There is no such requirement at this time. He tells us whatever he wants and, when the margin of error on his six month deficit or surplus forecast is 63%, the only opportunity we have to say anything to him about that, without him having to be accountable to parliament, is when he presents his economic statement to the finance committee. He tells us “Excuse me, our tax revenues were higher than expected so our forecast was off by 62%; things are better than we thought”.
An economist in the private sector who made the same kind of error the finance minister made in his forecast would certainly lose his job. He would be fired.
Under this bill, the minister would be required to table a report in the House of Commons. He would have to justify any error in his forecast. That would certainly be an improvement from what we have seen, from what the opposition parties have seen and from what Canadians have seen over the last five years. They are given wrong information, which is not democratic. Passing this bill would certainly be an improvement.

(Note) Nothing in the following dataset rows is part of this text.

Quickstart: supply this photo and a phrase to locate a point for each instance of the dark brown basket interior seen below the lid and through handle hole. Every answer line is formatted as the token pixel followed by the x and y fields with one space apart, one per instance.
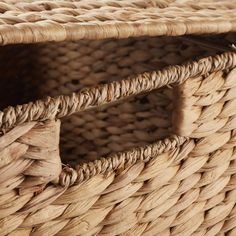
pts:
pixel 30 72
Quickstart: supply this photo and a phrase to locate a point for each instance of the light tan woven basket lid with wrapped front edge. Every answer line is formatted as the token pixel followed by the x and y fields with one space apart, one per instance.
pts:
pixel 30 21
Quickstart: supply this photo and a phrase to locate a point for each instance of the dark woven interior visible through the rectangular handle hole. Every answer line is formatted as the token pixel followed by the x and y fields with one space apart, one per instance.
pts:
pixel 117 127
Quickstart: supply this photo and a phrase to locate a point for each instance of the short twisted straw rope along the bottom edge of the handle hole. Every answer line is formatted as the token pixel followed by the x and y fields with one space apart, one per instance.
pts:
pixel 119 160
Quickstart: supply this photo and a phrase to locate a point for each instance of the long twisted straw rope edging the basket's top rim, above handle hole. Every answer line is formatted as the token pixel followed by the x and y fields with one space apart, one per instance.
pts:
pixel 61 106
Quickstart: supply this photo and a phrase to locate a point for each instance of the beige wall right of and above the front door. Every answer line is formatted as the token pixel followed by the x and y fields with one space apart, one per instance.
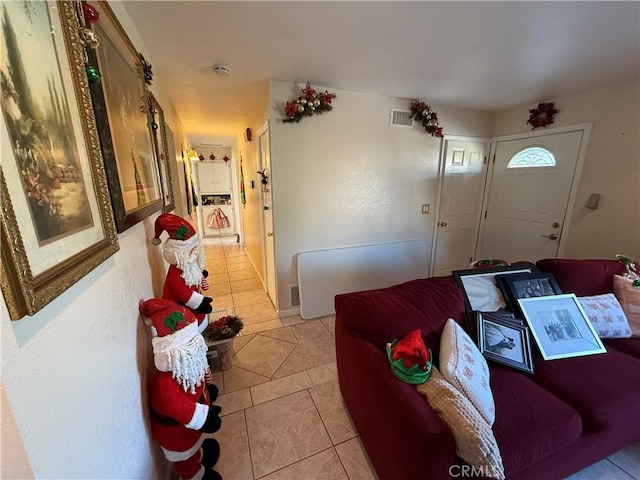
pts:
pixel 611 167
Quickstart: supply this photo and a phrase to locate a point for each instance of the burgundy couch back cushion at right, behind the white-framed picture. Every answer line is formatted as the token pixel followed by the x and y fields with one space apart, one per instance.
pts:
pixel 582 277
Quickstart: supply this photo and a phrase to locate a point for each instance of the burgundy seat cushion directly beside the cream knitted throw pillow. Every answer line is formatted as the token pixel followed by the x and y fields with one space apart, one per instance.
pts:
pixel 531 423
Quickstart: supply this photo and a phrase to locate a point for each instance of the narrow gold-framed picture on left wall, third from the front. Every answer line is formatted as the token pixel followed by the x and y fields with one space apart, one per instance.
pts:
pixel 163 146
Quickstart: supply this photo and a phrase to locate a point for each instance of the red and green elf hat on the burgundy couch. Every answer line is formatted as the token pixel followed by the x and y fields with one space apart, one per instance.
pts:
pixel 410 359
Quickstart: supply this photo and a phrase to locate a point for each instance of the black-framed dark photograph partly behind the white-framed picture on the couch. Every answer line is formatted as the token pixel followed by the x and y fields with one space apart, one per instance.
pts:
pixel 526 285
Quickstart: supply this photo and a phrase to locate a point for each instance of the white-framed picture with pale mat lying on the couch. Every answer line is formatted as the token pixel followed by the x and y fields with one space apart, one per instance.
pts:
pixel 560 326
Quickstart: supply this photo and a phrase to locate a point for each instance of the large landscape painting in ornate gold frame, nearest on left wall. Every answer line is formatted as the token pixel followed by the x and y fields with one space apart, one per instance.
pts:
pixel 57 224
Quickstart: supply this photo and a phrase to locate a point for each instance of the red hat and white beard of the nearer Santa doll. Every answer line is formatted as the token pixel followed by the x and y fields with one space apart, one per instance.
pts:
pixel 178 346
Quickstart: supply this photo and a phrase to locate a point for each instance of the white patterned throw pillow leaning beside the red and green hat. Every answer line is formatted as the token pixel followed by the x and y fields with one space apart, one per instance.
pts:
pixel 462 364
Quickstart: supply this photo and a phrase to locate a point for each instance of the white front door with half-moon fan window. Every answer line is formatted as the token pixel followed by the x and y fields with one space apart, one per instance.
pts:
pixel 529 195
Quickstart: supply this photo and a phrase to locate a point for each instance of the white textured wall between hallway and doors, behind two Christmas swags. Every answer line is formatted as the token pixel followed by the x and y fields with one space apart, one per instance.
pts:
pixel 345 177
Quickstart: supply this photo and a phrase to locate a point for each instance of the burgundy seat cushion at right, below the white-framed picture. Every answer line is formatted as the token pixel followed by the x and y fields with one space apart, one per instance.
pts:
pixel 604 389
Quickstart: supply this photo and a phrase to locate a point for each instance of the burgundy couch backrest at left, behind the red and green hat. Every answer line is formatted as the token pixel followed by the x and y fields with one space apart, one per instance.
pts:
pixel 385 314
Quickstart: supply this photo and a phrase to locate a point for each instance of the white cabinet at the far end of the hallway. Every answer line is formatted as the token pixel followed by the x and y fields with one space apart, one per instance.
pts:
pixel 216 215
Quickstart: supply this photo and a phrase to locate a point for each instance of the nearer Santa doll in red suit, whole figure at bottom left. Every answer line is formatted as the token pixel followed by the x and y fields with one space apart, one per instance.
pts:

What is even more important, he would be required to inform the House of any changes to his accounting methods and to explain what impact these changes may have on his budget forecast or budget results.
The finance minister is the master of accounting tricks. He does not have his match anywhere, disregarding the practices and strict standards of accounting.
For instance, after signing an agreement with three Atlantic provinces to harmonize the GST with provincial taxes, he reported $941 million right away, in the 1995-96 fiscal year, as opposed to the year in which it would actually have been expended.
Recently, he did it again with the millennium fund. While the first millennium scholarships will not be handed out until the year 2000, the finance minister has already charged against the previous fiscal year an amount of $2.5 billion. He did the same thing with the innovation fund.
The minister was strongly criticized by the auditor general for taking such liberties with generally accepted accounting principles, which suddenly change when applied by the finance minister. He was strongly criticized by the Auditor General of Canada, who is the watchdog of public finances and is accountable only to parliament.
Do you know what the finance minister's response was? He said that they had been told by private corporations that it was all right. This is another affront to the institution of the auditor general.
The bill would require a stringent report by the Minister of Finance to the House of Commons, to parliament, on his changes in accounting, interpretations and justifications of the budget level.